Editor's note: I was too busy hunkering down and writing about plague and insurrection to conjure up anything new and semiamusing this week. Here’s an updated one from back in the late ’90s, lightly edited to make sense now. Stay safe and do good deeds, my friends.
When my daughter turned 3 years old, making the progression from wrinkled newborn to unpredictable preschooler, I automatically qualified as a child-raising expert, despite taking her to numerous monster truck rallies and feeding her a steady diet of bacon along with whatever sugar-soaked cereal TV recommended.
Many people came to me after that toddler milestone with child-related questions, such as "What time does the monster truck rally at the county fair start?" or "How do you get bacon grease out of a child’s ear canal?"
In a Q&A format, I will offer some common-sense advice on raising a child, which I hope will lead to a nationally syndicated advice column, a series of best-selling books and a wildly popular call-in radio show (or 20 years after this was originally written, a podcast) dispensing such folk wisdom as "Spare the rod and spoil the milk" or however that goes.
Q: Me and my husband, Junior, took our boy, Junior Jr., to the monster truck rally at the county fair last Saturday night, and when Truckasaurus the Fire-Breathing Diesel MonsterMobile came out and incinerated two Nissans and a Subaru, Junior Jr. looked up at me with sno-cone juice all over his little chin, his bottom lip a-quivering either from fear or cherry-flavored ice, and said, "Momma, do you reckon Truckasaurus will burn up Daddy's truck?" Not knowing exactly what to say, I decided the best response was, "Shut up and eat your sno-cone." Now, he pitches a fit every time he has to ride in the truck.
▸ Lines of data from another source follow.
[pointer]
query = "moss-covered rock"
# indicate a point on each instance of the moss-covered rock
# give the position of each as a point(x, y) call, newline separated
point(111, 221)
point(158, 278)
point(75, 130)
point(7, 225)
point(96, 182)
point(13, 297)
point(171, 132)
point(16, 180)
What can we do?
A: The childhood fear of Truckasaurus is a common one, much like being afraid of the dark or fearful that the washing machine will suck you into an alternative universe where the radio plays nothing but bro country. The best course of action is to help Junior Jr. overcome his fears through positive reinforcement, such as, "Get in the truck, and we'll ride down to the store for some bacon" or "Get in the truck, and I won't tell your daddy you burned down the outbuilding."
Q: A little girl named Rainbow, who lives down the road, told Junior Jr. that she was a vegetarian and that eating animals was wrong. Yesterday, I had to tell Junior Jr. that bacon grew on trees before he would eat breakfast. I am afraid Junior Jr. will not get the nutrition he needs to properly develop his mind and body without eight to 10 bacon, egg and cheese biscuits per week. What should I do?
A: Explain to Junior Jr. that we, as humans, are near the top of the food chain, right below Truckasaurus. That means we get to eat anything we like, as long as it tastes like bacon or we have a discount coupon.
Q: I think Junior Jr. is gifted. He can already count to 12 just by using his fingers. How can I help him develop his intellectual abilities?
A: I would suggest reading to him. Some of my favorites are Beetle Bailey in the newspaper, the best-selling biography “Truckasaurus — My Journey from Despair to King of the County Fairs” and the label on the bacon package. Also, try flash cards and repetitive math drills. If he shows no interest, tell him Truckasaurus eats dumb kids and vegetarians. It worked for Albert Einstein's parents, according to Truckasuarus’ book.